Maju Mundur Isolasi Mandiri Pasien Covid-19 OTG: Rumah Warga, Hotel, GOR
Reporter
Imam Hamdi
Editor
Dwi Arjanto
Jumat, 2 Oktober 2020 19:05 WIB
"Lurah bersama Gugus Tugas Penanganan COVID-19 Tingkat RT / RW juga mengawasi proses isolasi mandiri tersebut bersama Satpol PP, Kepolisian, TNI, dan unsur terkait untuk melakukan penegakan hukum / disiplin bila terjadi pelanggaran,” jelasnya.
Ketua Fraksi PDI Perjuangan DPRD DKI Jakarta Gembong Warsono mengkritik kebijakan pemerintah yang tidak konsisten dalam menerapkan isolasi terkendali. Sebab, awalnya pemerintah menyatakan melarang seluruh warga menjalani isolasi mandiri di rumah.
"Lah sekarang membuat kebijakan baru yang bertolak belakang dengan kebijakan sebelumnya," ujarnya. "Kebijakan memperbolehkan isolasi mandiri di rumah dengan menempelkan stiker gak pas lah, ono-ono wae.'
Baca juga: Wagub DKI Pastikan Tetap Pasang Stiker Isolasi Mandiri
Pada beberapa kesempatan saat awal September lalu, Gubernur DKI Anies Baswedan menyatakan pemerintah bakal mewajibkan seluruh orang yang positif Covid-19 untuk menjalani isolasi di tempat milik pemerintah. "Masyarakat yang terpapar positif wajib mengikuti isolasi ini."
Saat itu, Anies mengatakan pemerintah sedang menyiapkan regulasi untuk mengisolasi orang positif Covid-19 di tempat isolasi milik pemerintah.
"Ke depan semua akan diisolasi di fasilitas milik pemerintah," kata Anies. "Insya Allah akan memutus mata rantai secara lebih efektif."
Gembong menilai kebijakan pemerintah bakal membuat bingung warga.
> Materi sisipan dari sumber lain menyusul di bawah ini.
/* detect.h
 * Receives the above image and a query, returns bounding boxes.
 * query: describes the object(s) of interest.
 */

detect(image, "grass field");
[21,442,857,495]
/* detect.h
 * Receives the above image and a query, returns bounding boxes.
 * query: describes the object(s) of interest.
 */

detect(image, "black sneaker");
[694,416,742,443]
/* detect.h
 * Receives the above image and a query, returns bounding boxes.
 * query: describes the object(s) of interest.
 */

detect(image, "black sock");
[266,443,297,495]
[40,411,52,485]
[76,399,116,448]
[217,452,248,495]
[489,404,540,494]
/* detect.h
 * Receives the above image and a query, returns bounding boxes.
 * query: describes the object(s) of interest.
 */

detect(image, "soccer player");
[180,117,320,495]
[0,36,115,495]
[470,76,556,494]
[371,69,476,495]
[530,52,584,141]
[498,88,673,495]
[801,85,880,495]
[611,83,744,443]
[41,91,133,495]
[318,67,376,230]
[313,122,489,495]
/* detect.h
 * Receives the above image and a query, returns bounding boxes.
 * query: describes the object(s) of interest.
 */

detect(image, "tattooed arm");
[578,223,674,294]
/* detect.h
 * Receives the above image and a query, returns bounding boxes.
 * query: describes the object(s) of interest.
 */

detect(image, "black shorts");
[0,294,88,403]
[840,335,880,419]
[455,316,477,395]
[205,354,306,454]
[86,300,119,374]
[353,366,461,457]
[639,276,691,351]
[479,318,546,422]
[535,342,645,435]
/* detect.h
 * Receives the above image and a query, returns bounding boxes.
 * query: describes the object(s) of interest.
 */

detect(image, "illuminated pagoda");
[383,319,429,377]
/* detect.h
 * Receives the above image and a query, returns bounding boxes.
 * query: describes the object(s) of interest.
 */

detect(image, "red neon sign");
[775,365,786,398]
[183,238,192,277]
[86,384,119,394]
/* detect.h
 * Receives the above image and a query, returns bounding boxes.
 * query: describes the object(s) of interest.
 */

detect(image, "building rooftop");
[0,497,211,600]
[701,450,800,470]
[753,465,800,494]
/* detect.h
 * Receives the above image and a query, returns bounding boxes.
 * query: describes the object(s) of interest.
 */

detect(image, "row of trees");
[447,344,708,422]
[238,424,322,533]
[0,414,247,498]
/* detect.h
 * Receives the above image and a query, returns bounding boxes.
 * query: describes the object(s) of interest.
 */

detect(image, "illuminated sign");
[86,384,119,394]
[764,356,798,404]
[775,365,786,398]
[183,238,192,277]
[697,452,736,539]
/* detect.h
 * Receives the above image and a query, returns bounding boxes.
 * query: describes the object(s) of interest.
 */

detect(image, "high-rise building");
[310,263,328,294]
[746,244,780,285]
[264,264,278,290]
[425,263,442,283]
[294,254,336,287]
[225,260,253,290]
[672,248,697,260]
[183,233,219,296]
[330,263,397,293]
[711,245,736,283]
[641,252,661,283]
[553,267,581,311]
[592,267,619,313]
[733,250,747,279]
Selain itu, Gembong juga mengkritik langkah pemerintah yang ingin memasang stiker di rumah warga yang menjalani isolasi mandiri.
"Pemasangan stiker membuat keresahan masyarakat, dan psikologi pasien yang menjalani isolasi mandiri juga terganggu," katanya.
Ketua Ombudsman DKI, Teguh Nugroho, DKI mengubah rencana dan membolehkan warga isolasi mandiri karena tidak bakal sanggup membiayai seluruh pasien untuk mengkarantina diri di hotel atau fasilitas kesehatan milik pemerintah.
Beban biaya dalam penanggulangan Covid-19 ini, kata dia, tak hanya untuk merawat pasien melainkan juga untuk biaya pelacakan hingga pendistribusian bantuan sosial yang membutuhkan anggaran besar.